- Charles Forsberg, Massachusetts Institute of Technology, Cambridge, Massachusetts
In a low-carbon world there is a need for energy storage to match nuclear, wind, and solar output with energy demand. Nuclear reactors produce heat and thus can couple to heat storage systems to provide dispatchable electricity while the reactor operates at full power. Heat storage enables nuclear reactors to replace fossil fuels as dispatchable energy sources and creates a parallel set of energy storage options to electricity (work) storage technologies (hydro pumped storage, batteries, etc.). The estimated costs of many heat storage technologies are more than a factor of ten less than electricity storage.
There are three categories of heat storage by functional capability and impacts on electricity markets. The first category includes six classes of heat storage technologies that couple to steam power cycles and may enable light water reactors to move electricity output from times of low electricity prices to times of high electricity prices.
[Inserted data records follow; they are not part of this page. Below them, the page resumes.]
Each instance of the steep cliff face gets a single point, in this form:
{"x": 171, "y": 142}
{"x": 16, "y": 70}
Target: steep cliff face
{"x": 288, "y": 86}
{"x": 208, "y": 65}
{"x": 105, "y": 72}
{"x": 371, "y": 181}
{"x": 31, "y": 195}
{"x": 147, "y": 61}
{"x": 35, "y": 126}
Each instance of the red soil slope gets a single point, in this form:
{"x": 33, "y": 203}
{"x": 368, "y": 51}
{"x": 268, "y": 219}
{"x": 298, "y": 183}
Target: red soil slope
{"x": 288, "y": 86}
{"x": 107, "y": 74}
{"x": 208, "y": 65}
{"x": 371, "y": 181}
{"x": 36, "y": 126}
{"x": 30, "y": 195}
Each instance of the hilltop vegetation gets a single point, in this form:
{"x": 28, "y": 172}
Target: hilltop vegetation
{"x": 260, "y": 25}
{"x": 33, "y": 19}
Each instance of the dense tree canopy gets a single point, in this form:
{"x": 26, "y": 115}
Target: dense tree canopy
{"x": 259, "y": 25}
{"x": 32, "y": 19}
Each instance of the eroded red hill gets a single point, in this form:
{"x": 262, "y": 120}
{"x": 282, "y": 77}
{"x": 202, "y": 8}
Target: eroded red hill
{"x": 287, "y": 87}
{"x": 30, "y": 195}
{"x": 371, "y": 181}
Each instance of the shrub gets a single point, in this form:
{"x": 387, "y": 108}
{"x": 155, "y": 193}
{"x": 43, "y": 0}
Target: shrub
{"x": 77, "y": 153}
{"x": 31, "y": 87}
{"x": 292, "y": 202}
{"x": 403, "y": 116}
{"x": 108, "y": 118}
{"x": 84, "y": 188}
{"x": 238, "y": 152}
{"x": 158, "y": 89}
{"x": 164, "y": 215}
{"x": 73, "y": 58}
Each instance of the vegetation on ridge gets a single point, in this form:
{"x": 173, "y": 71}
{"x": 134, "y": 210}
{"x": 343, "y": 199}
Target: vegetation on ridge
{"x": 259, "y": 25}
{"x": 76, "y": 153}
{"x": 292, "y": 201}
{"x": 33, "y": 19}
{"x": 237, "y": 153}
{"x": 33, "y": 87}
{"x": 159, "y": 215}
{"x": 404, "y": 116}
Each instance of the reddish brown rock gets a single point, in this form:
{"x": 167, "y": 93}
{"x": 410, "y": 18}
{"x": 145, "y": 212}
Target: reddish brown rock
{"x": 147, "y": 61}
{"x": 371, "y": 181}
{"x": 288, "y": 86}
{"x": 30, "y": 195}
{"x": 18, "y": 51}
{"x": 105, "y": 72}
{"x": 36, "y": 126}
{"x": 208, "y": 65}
The second category includes Firebrick Resistance-Heated Energy Storage (FIRES) that converts low-price electricity into high-temperature stored heat for industry, transferring energy from the electrical to industrial sector at times of excess electricity and potentially setting a minimum electricity price slightly below that of fossil fuels. The third category are nuclear Brayton power cycles with FIRES and brick recuperators that enable high-temperature reactors to buy electricity when prices are low and sell electricity when prices are higher.